Wendt indicated the district's 10-year plan includes putting walls up in the round portion of Kluckhohn Elementary, in the latter half of the plan.
"The cost estimate in that plan, $200,000, is low based on the numbers we have received now," Wendt said.
Board member Patrick Murphy said the district's 2013-14 budget can't afford to spend $290,000 for walls at Kluckhohn.
"We've known for a long time Kluckhohn has problems; we've had criticisms and concerns from parents and teachers," Murphy said.
Walls need to be constructed, he continued.
"We need to spend that money, and we need to do it in the next few years," Murphy said.
Board member Mark Stelzer said he understood the concern about the HVAC system.
"As I remember, the middle school used to be more open, then we closed it and more walls were built. We had people freezing and people cooking. It took a long time to get that worked out," Stelzer said. "We know that can of worms will be there. It's not a surprise. We need to address that at the same time."
Board member Fred Zenk asked how long it would take to complete the walls at Kluckhohn.
Wendt said it would have to be a summer construction plan.
"I think it would be hard to get on the schedule for this summer," Wendt said. "The second thing, I don't know where you'd come up with $290,000 because you have already obligated a lot of money for this summer."
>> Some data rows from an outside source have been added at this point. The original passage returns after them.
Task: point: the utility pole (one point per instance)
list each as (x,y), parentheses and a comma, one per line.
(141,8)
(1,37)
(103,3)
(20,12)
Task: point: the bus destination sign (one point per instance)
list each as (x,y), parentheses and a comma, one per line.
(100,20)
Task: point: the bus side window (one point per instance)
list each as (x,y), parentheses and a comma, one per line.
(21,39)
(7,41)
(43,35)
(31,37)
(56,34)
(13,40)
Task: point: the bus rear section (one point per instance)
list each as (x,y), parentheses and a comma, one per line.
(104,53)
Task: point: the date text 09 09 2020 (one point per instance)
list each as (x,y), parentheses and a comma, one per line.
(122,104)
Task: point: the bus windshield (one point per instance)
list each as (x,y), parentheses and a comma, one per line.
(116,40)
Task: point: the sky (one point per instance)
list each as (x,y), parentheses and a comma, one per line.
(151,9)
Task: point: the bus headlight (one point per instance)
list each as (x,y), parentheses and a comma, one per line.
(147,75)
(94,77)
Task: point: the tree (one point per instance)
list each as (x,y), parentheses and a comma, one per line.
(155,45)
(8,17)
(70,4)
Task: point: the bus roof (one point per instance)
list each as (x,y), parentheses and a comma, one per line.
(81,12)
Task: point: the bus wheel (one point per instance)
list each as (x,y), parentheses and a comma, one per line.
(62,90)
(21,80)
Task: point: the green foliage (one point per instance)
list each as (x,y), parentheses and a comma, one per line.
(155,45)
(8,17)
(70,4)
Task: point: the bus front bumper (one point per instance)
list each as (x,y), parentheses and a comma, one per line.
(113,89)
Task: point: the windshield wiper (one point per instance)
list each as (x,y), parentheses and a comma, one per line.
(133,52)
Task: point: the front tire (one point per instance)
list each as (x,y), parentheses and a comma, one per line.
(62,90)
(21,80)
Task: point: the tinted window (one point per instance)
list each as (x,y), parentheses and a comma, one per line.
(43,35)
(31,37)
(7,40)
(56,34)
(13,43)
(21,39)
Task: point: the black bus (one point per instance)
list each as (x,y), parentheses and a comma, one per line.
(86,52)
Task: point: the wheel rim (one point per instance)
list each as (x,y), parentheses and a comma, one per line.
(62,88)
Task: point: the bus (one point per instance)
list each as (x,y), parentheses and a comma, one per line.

Stelzer said he felt the buzz-in system addresses most of the security issues that people have brought up to the board.
Wendt said, of the three priorities, the only one doable this summer would be the controlled access system.
"I think it's worthwhile at all three elementary buildings," Wendt said.
He said he'd hesitate to install it at the district's Trades & Industries building due to other open accesses in that building.
He also said he was not sure it would be workable at the high school due to the number of students coming and going during the day, but could be used at the middle school.
Stelzer said he was concerned about how much could be controlled because the middle school and high school are connected in so many ways.
Wendt said a controlled access at the middle school front door would be beneficial.
"We're still going to have to work on procedures for buzzing people in," said board member Scott Kommes.